With FRI-Binius, Binius proof size is reduced by an order of magnitude. This brings Binius proof size closer to state-of-the-art systems while maintaining compatibility with the binary domain. FRI folding techniques tailored for binary domains, combined with optimizations in algebraic packing and SumCheck, allow Binius to generate more concise proofs while maintaining efficient verification.

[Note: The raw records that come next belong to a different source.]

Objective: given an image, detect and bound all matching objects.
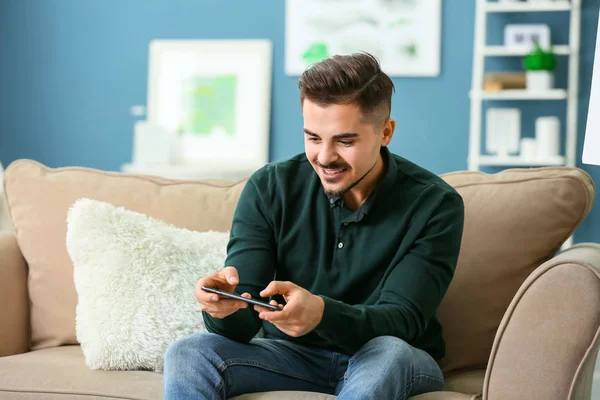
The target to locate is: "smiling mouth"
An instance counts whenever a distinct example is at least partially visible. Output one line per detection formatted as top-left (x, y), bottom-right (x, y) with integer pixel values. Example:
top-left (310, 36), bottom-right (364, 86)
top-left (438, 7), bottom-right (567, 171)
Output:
top-left (321, 168), bottom-right (347, 179)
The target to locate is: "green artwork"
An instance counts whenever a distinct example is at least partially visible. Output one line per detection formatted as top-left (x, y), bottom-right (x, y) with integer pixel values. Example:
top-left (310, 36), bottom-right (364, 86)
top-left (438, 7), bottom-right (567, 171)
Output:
top-left (302, 42), bottom-right (329, 64)
top-left (179, 75), bottom-right (237, 135)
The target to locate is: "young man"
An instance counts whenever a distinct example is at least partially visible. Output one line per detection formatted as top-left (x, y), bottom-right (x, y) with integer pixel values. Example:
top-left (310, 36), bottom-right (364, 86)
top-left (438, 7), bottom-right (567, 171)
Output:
top-left (164, 53), bottom-right (464, 400)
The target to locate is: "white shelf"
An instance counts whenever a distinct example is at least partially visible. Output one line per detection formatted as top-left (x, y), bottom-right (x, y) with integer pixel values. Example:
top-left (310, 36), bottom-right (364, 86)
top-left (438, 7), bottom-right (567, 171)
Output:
top-left (483, 45), bottom-right (571, 56)
top-left (485, 1), bottom-right (571, 12)
top-left (479, 155), bottom-right (565, 167)
top-left (469, 89), bottom-right (567, 100)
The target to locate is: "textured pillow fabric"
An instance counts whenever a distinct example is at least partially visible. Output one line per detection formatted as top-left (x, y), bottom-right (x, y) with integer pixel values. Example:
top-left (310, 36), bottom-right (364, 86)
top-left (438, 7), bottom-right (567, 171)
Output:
top-left (4, 159), bottom-right (246, 350)
top-left (67, 198), bottom-right (229, 372)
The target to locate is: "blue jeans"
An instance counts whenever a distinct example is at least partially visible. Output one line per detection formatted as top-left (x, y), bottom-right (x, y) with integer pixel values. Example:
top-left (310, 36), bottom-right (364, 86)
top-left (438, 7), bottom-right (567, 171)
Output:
top-left (164, 333), bottom-right (444, 400)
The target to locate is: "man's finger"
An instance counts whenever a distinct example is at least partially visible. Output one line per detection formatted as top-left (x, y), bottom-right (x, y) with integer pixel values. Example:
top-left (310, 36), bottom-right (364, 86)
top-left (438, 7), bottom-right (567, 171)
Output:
top-left (222, 266), bottom-right (240, 286)
top-left (201, 299), bottom-right (248, 312)
top-left (259, 281), bottom-right (296, 297)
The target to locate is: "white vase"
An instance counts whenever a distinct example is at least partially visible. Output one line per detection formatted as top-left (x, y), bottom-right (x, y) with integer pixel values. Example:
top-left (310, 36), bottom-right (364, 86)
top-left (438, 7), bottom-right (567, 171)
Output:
top-left (535, 116), bottom-right (560, 159)
top-left (526, 71), bottom-right (554, 90)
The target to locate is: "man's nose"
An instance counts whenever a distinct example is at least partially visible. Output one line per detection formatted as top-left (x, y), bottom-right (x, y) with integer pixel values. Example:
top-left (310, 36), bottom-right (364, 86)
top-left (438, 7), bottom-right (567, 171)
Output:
top-left (318, 144), bottom-right (338, 165)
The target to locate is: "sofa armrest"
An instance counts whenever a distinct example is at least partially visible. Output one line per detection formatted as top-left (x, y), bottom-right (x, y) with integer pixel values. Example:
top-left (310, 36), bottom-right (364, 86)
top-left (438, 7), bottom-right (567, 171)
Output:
top-left (483, 243), bottom-right (600, 400)
top-left (0, 233), bottom-right (29, 357)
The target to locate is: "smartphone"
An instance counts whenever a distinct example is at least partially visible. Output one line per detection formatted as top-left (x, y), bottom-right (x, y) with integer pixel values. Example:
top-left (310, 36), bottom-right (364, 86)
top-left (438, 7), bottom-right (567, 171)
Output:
top-left (202, 286), bottom-right (281, 311)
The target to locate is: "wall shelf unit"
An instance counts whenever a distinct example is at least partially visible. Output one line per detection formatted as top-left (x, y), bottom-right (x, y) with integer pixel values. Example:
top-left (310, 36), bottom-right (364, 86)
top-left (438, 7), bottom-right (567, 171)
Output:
top-left (467, 0), bottom-right (581, 246)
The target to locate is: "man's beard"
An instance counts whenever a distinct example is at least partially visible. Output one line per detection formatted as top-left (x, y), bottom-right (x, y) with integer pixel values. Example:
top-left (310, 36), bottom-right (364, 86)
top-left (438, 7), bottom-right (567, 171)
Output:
top-left (322, 160), bottom-right (377, 197)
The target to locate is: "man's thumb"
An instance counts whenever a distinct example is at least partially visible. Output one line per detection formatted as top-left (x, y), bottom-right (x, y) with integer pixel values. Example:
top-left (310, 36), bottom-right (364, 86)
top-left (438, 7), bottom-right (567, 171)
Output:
top-left (223, 267), bottom-right (240, 285)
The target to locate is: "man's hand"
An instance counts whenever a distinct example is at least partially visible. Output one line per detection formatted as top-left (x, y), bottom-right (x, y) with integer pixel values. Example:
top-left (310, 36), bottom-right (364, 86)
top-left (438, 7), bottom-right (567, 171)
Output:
top-left (254, 281), bottom-right (325, 337)
top-left (195, 267), bottom-right (251, 319)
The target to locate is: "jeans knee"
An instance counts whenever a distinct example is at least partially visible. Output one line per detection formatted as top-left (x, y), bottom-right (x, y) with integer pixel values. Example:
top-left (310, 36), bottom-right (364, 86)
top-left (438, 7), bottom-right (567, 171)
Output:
top-left (164, 333), bottom-right (219, 373)
top-left (356, 336), bottom-right (412, 366)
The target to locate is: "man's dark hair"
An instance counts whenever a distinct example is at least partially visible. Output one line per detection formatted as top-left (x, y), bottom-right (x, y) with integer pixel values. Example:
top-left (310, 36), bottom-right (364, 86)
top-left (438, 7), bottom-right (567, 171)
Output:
top-left (298, 52), bottom-right (394, 123)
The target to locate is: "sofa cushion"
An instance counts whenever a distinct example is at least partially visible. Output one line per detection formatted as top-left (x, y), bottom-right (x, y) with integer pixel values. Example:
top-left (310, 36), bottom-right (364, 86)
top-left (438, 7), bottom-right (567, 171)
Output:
top-left (438, 167), bottom-right (595, 376)
top-left (66, 199), bottom-right (229, 372)
top-left (4, 160), bottom-right (245, 349)
top-left (0, 346), bottom-right (471, 400)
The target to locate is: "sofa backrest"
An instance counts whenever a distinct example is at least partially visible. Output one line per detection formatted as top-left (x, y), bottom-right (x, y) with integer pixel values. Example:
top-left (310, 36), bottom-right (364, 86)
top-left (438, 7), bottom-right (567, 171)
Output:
top-left (438, 167), bottom-right (595, 376)
top-left (5, 160), bottom-right (594, 375)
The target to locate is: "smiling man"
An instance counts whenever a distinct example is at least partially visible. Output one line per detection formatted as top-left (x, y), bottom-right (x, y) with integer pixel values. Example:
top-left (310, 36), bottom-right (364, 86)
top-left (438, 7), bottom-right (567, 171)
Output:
top-left (164, 53), bottom-right (464, 400)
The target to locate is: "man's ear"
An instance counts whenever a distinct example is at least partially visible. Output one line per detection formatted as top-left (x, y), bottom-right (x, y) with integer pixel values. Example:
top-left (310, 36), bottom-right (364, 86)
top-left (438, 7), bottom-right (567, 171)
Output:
top-left (381, 118), bottom-right (396, 146)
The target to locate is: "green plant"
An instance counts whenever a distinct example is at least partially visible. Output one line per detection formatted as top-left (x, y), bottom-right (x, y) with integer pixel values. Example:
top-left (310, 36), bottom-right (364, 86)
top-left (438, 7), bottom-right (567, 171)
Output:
top-left (523, 43), bottom-right (558, 71)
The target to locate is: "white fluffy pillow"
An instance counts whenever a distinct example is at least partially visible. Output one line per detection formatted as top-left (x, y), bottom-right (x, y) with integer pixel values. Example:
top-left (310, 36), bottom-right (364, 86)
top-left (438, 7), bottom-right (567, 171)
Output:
top-left (67, 199), bottom-right (229, 372)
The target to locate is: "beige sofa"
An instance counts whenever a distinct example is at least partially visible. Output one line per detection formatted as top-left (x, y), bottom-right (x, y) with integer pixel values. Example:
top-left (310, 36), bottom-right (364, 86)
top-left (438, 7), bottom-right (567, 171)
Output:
top-left (0, 160), bottom-right (600, 400)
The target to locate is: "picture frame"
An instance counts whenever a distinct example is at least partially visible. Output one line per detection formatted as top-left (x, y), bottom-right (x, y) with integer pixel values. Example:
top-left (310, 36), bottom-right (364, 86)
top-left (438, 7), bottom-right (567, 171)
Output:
top-left (147, 39), bottom-right (273, 178)
top-left (285, 0), bottom-right (442, 77)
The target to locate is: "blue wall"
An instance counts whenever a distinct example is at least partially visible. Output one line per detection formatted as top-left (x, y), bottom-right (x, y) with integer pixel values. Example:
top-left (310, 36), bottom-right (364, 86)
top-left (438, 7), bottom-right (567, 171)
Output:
top-left (0, 0), bottom-right (600, 241)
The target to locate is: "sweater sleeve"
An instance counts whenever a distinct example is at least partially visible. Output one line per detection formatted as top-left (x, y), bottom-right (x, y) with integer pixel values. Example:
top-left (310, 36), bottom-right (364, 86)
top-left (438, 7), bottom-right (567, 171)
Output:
top-left (202, 178), bottom-right (276, 343)
top-left (315, 194), bottom-right (464, 353)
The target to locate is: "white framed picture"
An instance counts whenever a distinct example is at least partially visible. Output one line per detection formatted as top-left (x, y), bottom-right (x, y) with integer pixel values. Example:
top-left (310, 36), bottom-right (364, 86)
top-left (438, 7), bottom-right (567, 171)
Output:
top-left (285, 0), bottom-right (442, 77)
top-left (147, 39), bottom-right (272, 177)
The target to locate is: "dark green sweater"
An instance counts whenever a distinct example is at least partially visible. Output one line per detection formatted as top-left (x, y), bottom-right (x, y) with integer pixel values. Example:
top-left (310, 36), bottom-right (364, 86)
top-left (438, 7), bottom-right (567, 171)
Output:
top-left (203, 148), bottom-right (464, 359)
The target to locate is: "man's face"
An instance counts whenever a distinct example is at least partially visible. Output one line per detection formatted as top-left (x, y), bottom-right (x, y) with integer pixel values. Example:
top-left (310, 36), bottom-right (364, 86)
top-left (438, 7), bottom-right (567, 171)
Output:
top-left (302, 100), bottom-right (391, 195)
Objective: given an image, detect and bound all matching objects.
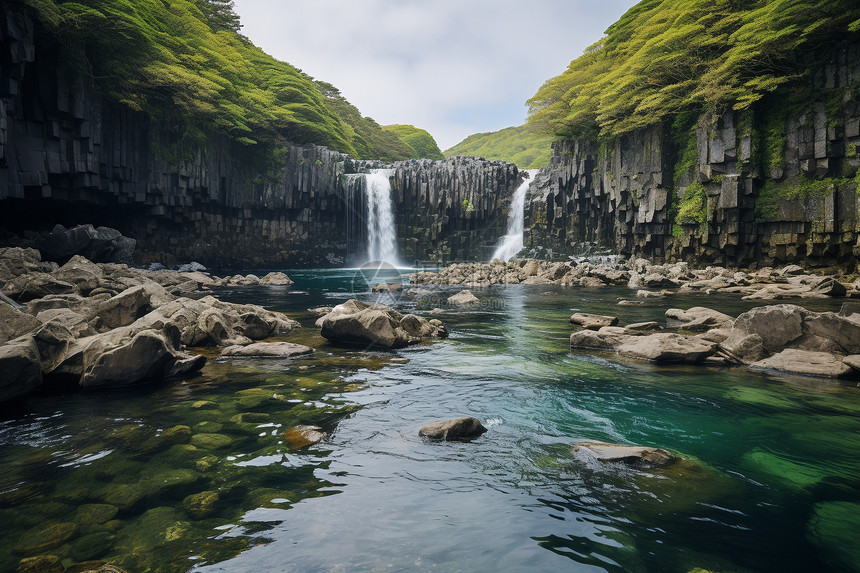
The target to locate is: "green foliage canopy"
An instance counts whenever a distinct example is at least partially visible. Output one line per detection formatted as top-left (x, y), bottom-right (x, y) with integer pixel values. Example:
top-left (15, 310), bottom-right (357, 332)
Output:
top-left (382, 125), bottom-right (445, 159)
top-left (17, 0), bottom-right (438, 161)
top-left (528, 0), bottom-right (860, 137)
top-left (445, 125), bottom-right (554, 169)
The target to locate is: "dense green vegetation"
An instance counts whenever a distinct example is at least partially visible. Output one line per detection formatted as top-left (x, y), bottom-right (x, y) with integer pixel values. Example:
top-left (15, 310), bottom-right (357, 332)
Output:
top-left (18, 0), bottom-right (440, 163)
top-left (382, 125), bottom-right (445, 159)
top-left (528, 0), bottom-right (860, 137)
top-left (445, 125), bottom-right (554, 169)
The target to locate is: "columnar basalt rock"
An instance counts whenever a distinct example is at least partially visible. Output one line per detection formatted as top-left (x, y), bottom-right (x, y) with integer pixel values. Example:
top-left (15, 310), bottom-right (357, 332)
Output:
top-left (0, 5), bottom-right (519, 267)
top-left (524, 45), bottom-right (860, 267)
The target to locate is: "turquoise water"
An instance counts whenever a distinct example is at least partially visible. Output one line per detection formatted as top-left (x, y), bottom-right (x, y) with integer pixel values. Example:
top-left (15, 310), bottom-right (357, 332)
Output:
top-left (0, 271), bottom-right (860, 572)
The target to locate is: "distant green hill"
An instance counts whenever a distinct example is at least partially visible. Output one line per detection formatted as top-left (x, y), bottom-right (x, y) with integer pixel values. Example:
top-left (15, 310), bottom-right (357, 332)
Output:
top-left (382, 125), bottom-right (445, 159)
top-left (21, 0), bottom-right (438, 168)
top-left (445, 125), bottom-right (555, 169)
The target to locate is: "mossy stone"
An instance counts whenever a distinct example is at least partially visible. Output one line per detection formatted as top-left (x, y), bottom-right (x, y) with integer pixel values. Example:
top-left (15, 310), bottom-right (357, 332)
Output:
top-left (117, 506), bottom-right (190, 553)
top-left (70, 531), bottom-right (116, 561)
top-left (743, 450), bottom-right (828, 489)
top-left (73, 503), bottom-right (119, 525)
top-left (104, 484), bottom-right (146, 511)
top-left (15, 555), bottom-right (65, 573)
top-left (194, 456), bottom-right (220, 472)
top-left (191, 433), bottom-right (233, 450)
top-left (65, 559), bottom-right (106, 573)
top-left (12, 521), bottom-right (79, 555)
top-left (140, 425), bottom-right (191, 452)
top-left (182, 491), bottom-right (221, 519)
top-left (194, 422), bottom-right (224, 434)
top-left (230, 412), bottom-right (272, 424)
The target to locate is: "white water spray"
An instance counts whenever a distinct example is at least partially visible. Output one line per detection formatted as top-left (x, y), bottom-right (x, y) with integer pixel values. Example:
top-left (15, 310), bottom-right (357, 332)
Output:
top-left (364, 169), bottom-right (403, 267)
top-left (490, 169), bottom-right (538, 262)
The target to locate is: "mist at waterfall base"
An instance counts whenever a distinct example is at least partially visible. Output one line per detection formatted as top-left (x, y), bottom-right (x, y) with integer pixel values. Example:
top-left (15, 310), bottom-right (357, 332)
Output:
top-left (362, 169), bottom-right (407, 268)
top-left (490, 169), bottom-right (538, 262)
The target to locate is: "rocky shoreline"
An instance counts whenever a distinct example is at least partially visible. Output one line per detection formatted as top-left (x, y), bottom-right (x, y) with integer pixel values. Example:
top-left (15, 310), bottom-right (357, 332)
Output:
top-left (0, 247), bottom-right (310, 402)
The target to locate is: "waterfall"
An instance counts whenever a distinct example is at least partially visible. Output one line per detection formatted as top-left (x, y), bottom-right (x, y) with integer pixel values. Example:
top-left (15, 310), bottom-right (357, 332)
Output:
top-left (490, 169), bottom-right (538, 262)
top-left (364, 169), bottom-right (403, 267)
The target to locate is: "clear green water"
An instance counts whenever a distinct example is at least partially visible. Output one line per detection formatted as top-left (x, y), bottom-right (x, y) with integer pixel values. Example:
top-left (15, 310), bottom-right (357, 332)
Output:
top-left (0, 271), bottom-right (860, 572)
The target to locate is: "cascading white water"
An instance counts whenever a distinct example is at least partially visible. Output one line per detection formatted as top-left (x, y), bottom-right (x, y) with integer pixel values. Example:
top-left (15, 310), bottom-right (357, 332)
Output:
top-left (364, 169), bottom-right (403, 267)
top-left (490, 169), bottom-right (538, 262)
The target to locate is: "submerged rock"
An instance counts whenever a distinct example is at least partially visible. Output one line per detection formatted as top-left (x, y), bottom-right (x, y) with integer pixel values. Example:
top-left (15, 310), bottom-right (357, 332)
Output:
top-left (573, 442), bottom-right (681, 468)
top-left (15, 555), bottom-right (66, 573)
top-left (284, 426), bottom-right (328, 450)
top-left (570, 312), bottom-right (618, 330)
top-left (750, 348), bottom-right (854, 378)
top-left (317, 299), bottom-right (448, 348)
top-left (221, 342), bottom-right (314, 358)
top-left (418, 417), bottom-right (487, 442)
top-left (448, 290), bottom-right (481, 306)
top-left (12, 522), bottom-right (79, 555)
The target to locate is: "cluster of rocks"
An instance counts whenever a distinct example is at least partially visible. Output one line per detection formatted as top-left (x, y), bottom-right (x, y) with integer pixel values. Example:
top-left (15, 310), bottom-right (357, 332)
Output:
top-left (0, 247), bottom-right (298, 401)
top-left (409, 259), bottom-right (860, 300)
top-left (316, 299), bottom-right (448, 348)
top-left (570, 302), bottom-right (860, 378)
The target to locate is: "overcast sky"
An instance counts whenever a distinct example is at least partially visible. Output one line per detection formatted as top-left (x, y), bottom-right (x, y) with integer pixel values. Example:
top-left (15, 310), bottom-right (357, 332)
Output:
top-left (235, 0), bottom-right (636, 150)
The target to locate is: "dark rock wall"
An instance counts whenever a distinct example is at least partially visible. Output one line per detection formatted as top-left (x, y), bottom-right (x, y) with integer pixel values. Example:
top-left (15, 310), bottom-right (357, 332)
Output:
top-left (0, 5), bottom-right (517, 267)
top-left (525, 45), bottom-right (860, 267)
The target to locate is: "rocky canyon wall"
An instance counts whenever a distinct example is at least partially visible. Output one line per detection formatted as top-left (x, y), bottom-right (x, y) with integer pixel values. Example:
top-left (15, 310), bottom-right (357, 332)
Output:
top-left (0, 6), bottom-right (518, 267)
top-left (525, 45), bottom-right (860, 267)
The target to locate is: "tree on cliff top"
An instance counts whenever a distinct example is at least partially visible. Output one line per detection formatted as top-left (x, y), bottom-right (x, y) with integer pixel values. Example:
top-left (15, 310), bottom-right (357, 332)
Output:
top-left (528, 0), bottom-right (860, 137)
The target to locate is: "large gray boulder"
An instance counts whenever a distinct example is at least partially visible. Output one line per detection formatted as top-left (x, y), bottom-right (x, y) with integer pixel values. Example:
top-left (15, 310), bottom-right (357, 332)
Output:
top-left (316, 299), bottom-right (448, 348)
top-left (666, 306), bottom-right (735, 332)
top-left (573, 442), bottom-right (681, 468)
top-left (750, 348), bottom-right (854, 378)
top-left (39, 225), bottom-right (137, 264)
top-left (722, 304), bottom-right (809, 363)
top-left (0, 302), bottom-right (42, 344)
top-left (0, 336), bottom-right (42, 402)
top-left (616, 332), bottom-right (717, 364)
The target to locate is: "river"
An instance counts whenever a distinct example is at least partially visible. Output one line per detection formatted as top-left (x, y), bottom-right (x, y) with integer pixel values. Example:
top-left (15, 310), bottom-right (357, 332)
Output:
top-left (0, 270), bottom-right (860, 573)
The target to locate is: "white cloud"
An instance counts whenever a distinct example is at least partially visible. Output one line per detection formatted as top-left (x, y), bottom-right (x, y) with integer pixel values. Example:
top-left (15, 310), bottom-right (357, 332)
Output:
top-left (235, 0), bottom-right (635, 149)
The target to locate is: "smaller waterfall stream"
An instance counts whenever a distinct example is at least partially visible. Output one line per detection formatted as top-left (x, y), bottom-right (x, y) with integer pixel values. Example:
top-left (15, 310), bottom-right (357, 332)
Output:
top-left (490, 169), bottom-right (538, 262)
top-left (364, 169), bottom-right (403, 267)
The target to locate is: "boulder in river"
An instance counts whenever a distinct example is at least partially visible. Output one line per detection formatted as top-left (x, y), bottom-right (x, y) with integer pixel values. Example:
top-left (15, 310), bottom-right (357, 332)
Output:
top-left (418, 417), bottom-right (487, 442)
top-left (750, 348), bottom-right (854, 378)
top-left (448, 290), bottom-right (481, 306)
top-left (573, 442), bottom-right (681, 468)
top-left (570, 312), bottom-right (618, 330)
top-left (221, 342), bottom-right (314, 358)
top-left (316, 299), bottom-right (448, 348)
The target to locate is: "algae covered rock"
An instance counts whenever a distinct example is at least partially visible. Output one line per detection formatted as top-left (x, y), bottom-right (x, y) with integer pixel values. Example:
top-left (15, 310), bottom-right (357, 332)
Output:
top-left (15, 555), bottom-right (66, 573)
top-left (573, 442), bottom-right (680, 468)
top-left (284, 426), bottom-right (328, 450)
top-left (191, 434), bottom-right (233, 450)
top-left (316, 300), bottom-right (448, 348)
top-left (806, 501), bottom-right (860, 570)
top-left (12, 522), bottom-right (79, 555)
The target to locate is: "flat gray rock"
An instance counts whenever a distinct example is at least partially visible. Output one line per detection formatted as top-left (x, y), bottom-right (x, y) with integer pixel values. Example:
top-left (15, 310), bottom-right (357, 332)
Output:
top-left (221, 342), bottom-right (314, 358)
top-left (418, 417), bottom-right (487, 442)
top-left (750, 348), bottom-right (854, 378)
top-left (573, 442), bottom-right (680, 467)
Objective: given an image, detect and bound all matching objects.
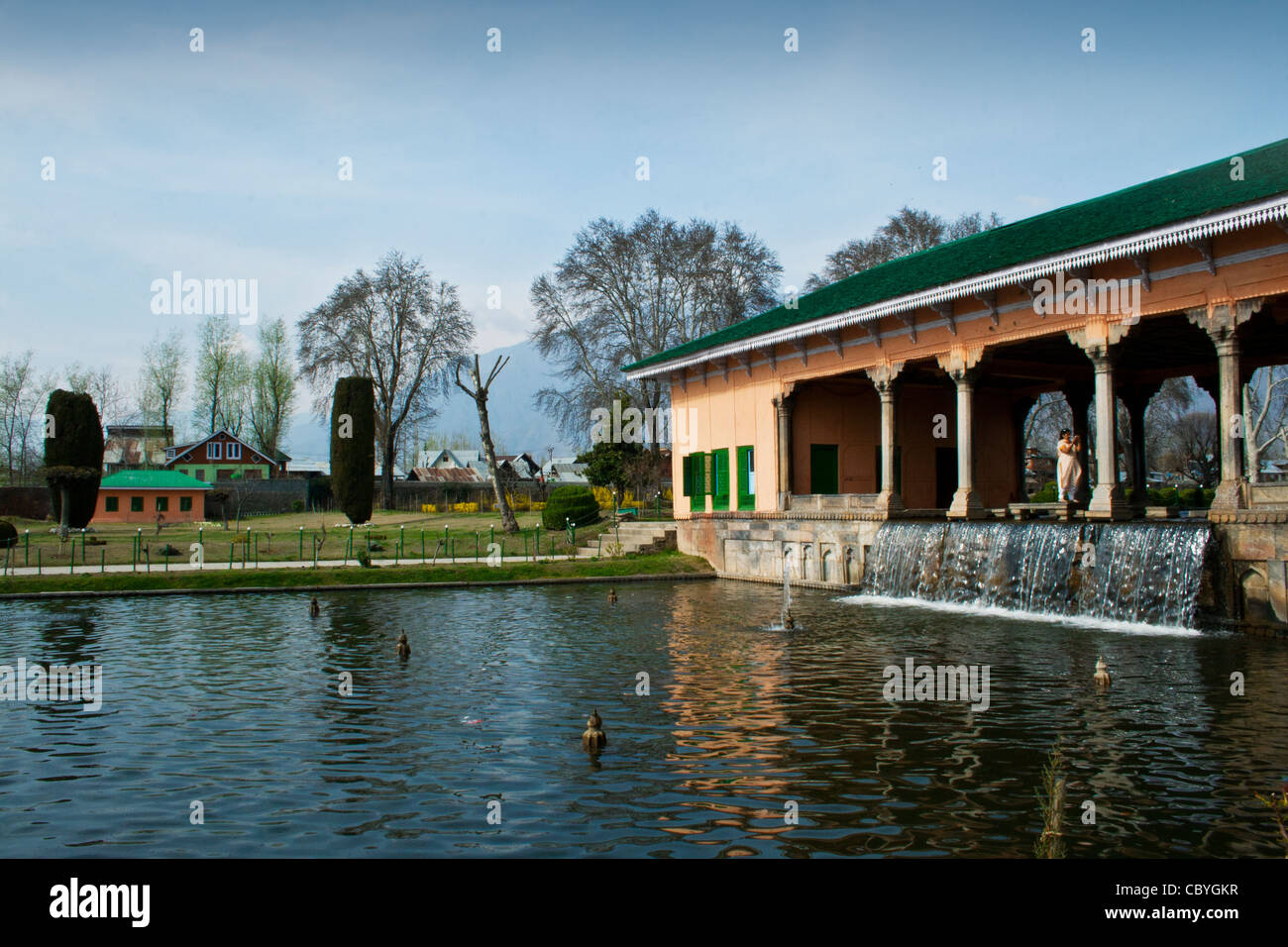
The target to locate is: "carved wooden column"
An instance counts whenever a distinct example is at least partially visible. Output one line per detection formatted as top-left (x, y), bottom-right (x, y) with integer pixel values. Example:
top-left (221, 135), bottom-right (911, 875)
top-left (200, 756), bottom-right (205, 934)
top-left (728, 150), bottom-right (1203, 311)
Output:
top-left (1120, 384), bottom-right (1158, 511)
top-left (867, 362), bottom-right (903, 514)
top-left (937, 348), bottom-right (986, 519)
top-left (1069, 320), bottom-right (1130, 519)
top-left (1185, 299), bottom-right (1263, 510)
top-left (774, 393), bottom-right (793, 510)
top-left (1061, 381), bottom-right (1094, 509)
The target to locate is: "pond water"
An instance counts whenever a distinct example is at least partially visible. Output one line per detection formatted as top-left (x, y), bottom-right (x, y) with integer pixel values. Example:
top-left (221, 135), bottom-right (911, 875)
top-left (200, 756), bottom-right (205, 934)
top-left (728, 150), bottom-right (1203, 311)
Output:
top-left (0, 581), bottom-right (1288, 857)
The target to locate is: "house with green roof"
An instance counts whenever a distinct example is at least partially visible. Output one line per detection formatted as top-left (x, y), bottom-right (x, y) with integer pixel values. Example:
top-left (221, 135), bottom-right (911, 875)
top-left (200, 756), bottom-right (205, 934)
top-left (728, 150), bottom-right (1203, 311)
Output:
top-left (93, 471), bottom-right (210, 524)
top-left (623, 133), bottom-right (1288, 616)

Table 2: Binius vs. FRI-Binius Proof Size

Table 3: Plonky3 FRI vs. FRI-Binius

4 Summary

The whole value proposition of Binius is to use the smallest power-of-two domain for witnesses, so just choose the domain size based on what you need. Binius is a co-design using hardware, software, and the Sumcheck protocol accelerated in FPGAs to do fast proofs with very low memory usage. Proof systems like Halo2 and Plonky3 have 4 key steps that take up most of the computation: generating witness data, committing to witness data, vanishing argument, opening proof. Taking Keccak in Plonky3 and Grøstl hash function in Binius as examples, the proportion of the computational amount of the above four key steps is shown in Figure 3:

Figure 3: Smaller commit cost

It can be seen that the commit bottleneck of Prover has been basically completely removed in Binius. The new bottleneck lies in the Sumcheck protocol. The large number of polynomial evaluations and field multiplications in the Sumcheck protocol can be efficiently solved with the help of dedicated hardware. The FRI-Binius scheme, a variant of FRI, provides a very attractive option - eliminating the embedding overhead from the field proof layer without causing a surge in the cost of the aggregate proof layer. Currently, the Irreducible team is developing its recursive layer and announced a collaboration with the Polygon team to build a Binius-based zkVM; JoltzkVM is switching from Lasso to Binius to improve its recursive performance; and the Ingonyama team is implementing an FPGA version of Binius.